4) In ogni caso, il testo della Relazione dei “Tre saggi” pubblicato da Priuli & Verlucca nel 2007 è stato unanimemente riconosciuto di grande equilibrio e di puntuale rigore critico proprio anche dal punto di vista della metodologia storiografica da applicarsi alla ricostruzione di un’avventura “alpinistica”.

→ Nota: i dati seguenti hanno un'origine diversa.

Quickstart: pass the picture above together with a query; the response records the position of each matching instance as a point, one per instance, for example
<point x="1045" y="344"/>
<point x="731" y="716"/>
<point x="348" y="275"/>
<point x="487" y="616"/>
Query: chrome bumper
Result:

5) Da ultimo, mi pare importante evidenziare che quella che Marco Vegetti definisce “menata” dei “Tre Saggi” è servita finalmente (dopo lotte che si sono dovute affrontare ancora duramente nel 2004 in seno al CAI) a far sì che un’istituzione come il CAI non fosse più depositaria di un documento di rendiconto, come quello redatto da Desio, del tutto carente di “verità storica” nei punti cruciali e tale che continuava a sollevare lo scherno del mondo alpinistico internazionale. La questione in gioco, che si è risolta con l’intervento dei “Tre Saggi”, è stata proprio quella di far sì che la “verità storica” fosse integralmente rispecchiata nella “Relazione Ufficiale” della spedizione italiana al K2. Era, questo, il provvedimento che, per anni, Walter Bonatti ha invocato inutilmente: egli tendeva non già a veder riconosciuto a sé il suo merito (che già tutto il mondo alpinistico internazionale gli aveva riconosciuto), ma a veder attestata la “verità storica” in punto alle modalità con cui la vetta del K2 era stata raggiunta da Compagnoni e Lacedelli. Purtroppo tale rivendicazione di “verità storica” effettuata da Bonatti è stata del tutto tralasciata dalla rievocazione di Roberto Serafin, tutta mirata ad esaltare l’intervento del 1994 di Roberto De Martin. Proprio tale aspetto di rettificazione della “verità storica” fu posto in grande rilievo nella presentazione della Relazione dei “Tre Saggi” che fu fatta, con grande attenzione e competenza, dalla Società Geografica Italiana il 4 dicembre 2008.
In ogni caso, io non intendo più replicare ad interventi di tal sorta perché credo che si finisca col fare il gioco di quelli che vogliono seminare di nuovo zizzania e suscitare discussioni su Bonatti-K2-CAI.
Luigi Zanzi
Al “Saggio” Luigi Zanzi un grande saluto e un abbraccio.